Можно сказать, что эта рама — не менее значительное произведение, чем сама картина. Рама покрашена в золотой цвет и на ней написаны по-английски две цитаты. Первая: «…И понесёт козёл на себе все беззакония их в землю непроходимую, и пустит он козла в пустыню» (Левит, 16:22). И вторая цитата: «Но он взял на себя наши немощи и понёс наши болезни; а мы думали, что он был поражаем, наказуем и уничижён Богом» (Исайя, 53:4).

Эти две цитаты связывают иудейский мир интерпретаций с миром христианским. Автор картины — христианин, причём не канонический, а настроенный мистически. Как известно, Хант был членом небезызвестного Ордена утренней звезды — мистического сообщества, члены которого занимались довольно сложными переосмыслениями Священного Писания во всех его проявлениях. Собственно, такую довольно сложную картину мы и наблюдаем, глядя на полотно «Козёл отпущения».

Произведение было по достоинству оценено коллегами Ханта. Один из прерафаэлитов сказал, что это самая трагическая картина в истории живописи.
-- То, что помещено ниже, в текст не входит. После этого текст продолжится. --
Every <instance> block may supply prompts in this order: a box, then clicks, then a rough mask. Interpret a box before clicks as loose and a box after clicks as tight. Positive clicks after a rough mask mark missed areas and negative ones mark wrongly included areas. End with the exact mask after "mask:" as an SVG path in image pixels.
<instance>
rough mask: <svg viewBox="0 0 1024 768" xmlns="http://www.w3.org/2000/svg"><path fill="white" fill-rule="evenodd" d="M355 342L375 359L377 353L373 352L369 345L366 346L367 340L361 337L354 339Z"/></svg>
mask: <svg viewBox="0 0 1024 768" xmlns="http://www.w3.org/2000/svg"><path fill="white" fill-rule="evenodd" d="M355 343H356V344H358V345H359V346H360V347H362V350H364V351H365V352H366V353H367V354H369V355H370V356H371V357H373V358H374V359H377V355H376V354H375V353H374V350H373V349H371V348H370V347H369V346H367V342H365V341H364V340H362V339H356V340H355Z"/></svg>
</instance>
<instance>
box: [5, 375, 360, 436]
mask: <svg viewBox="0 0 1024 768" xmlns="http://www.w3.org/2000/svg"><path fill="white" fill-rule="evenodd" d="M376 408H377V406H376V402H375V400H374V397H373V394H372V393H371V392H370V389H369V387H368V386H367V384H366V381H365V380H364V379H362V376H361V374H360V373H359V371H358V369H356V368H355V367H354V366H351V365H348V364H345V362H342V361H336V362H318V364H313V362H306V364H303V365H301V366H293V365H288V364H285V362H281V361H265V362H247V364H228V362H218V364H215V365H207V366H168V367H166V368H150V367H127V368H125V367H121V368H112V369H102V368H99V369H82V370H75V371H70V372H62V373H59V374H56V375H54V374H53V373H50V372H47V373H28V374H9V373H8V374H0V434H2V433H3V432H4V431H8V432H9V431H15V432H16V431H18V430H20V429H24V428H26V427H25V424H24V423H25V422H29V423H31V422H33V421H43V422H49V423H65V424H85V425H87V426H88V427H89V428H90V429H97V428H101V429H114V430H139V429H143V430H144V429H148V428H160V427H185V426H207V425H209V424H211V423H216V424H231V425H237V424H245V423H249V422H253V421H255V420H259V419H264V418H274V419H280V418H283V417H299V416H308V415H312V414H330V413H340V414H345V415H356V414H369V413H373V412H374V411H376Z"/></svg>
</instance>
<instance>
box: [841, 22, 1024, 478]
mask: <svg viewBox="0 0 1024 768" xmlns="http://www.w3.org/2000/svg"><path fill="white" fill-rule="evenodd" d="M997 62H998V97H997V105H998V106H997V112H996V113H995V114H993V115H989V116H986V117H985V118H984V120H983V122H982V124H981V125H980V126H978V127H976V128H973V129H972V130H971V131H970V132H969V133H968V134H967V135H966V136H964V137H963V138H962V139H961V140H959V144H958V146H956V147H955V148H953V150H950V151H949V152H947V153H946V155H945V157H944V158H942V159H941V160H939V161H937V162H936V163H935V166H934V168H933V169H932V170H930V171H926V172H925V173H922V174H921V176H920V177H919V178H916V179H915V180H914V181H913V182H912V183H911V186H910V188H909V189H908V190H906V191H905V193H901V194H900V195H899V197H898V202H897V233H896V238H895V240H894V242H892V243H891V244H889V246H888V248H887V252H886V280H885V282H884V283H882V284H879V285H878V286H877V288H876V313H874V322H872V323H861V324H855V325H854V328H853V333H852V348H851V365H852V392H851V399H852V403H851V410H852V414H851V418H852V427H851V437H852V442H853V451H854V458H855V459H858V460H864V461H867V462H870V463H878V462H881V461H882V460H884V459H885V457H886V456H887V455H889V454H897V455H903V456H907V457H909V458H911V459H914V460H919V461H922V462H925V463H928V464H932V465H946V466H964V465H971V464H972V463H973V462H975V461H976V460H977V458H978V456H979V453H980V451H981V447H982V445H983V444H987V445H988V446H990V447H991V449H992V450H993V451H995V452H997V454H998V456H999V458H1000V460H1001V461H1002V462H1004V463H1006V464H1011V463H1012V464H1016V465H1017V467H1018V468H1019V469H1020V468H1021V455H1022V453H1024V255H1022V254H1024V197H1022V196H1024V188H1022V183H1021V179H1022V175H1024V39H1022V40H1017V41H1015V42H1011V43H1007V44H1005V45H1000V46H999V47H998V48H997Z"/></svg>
В ней очень остро передано состояние одиночества, предсмертного томления, мучительное состояние заброшенности в пустыню, которое испытывает этот несчастный козёл. И по контрасту с этим состоянием видна красота окружающего ландшафта, прикосновения утреннего света.

У. Г.: При взгляде на картину я вижу, что козёл не изображён каким-то особенно страшным. Коль скоро он — вместилище грехов, он мог бы превратиться в какого-то ужасного козла. А этот козёл на картине, наоборот, очень милый.

П. П.: Жертва.

У. Г.: Да, он жертва, а не исчадие ада.

П. П.: Причём явно невинная жертва. Он берёт на себя вину других, но сам по себе ни в чём не виноват, это ощущается в картине.

У. Г.: Да, абсолютно.

П. П.: Хотел вот что ещё добавить. Некоторые современники восприняли эту картину как скрытый портрет Бенджамина Дизраэли, тогда взлетевшего очень высоко. Бенджамин Дизраэли, граф Биконсфильд, возглавил британское правительство, и это был…

У. Г.: …нонсенс.

П. П.: Да, первый представитель евреев, который возглавил правительство Британской империи. Человек очень интересный, многосторонний, но нечто козлиное присутствовало в его внешности.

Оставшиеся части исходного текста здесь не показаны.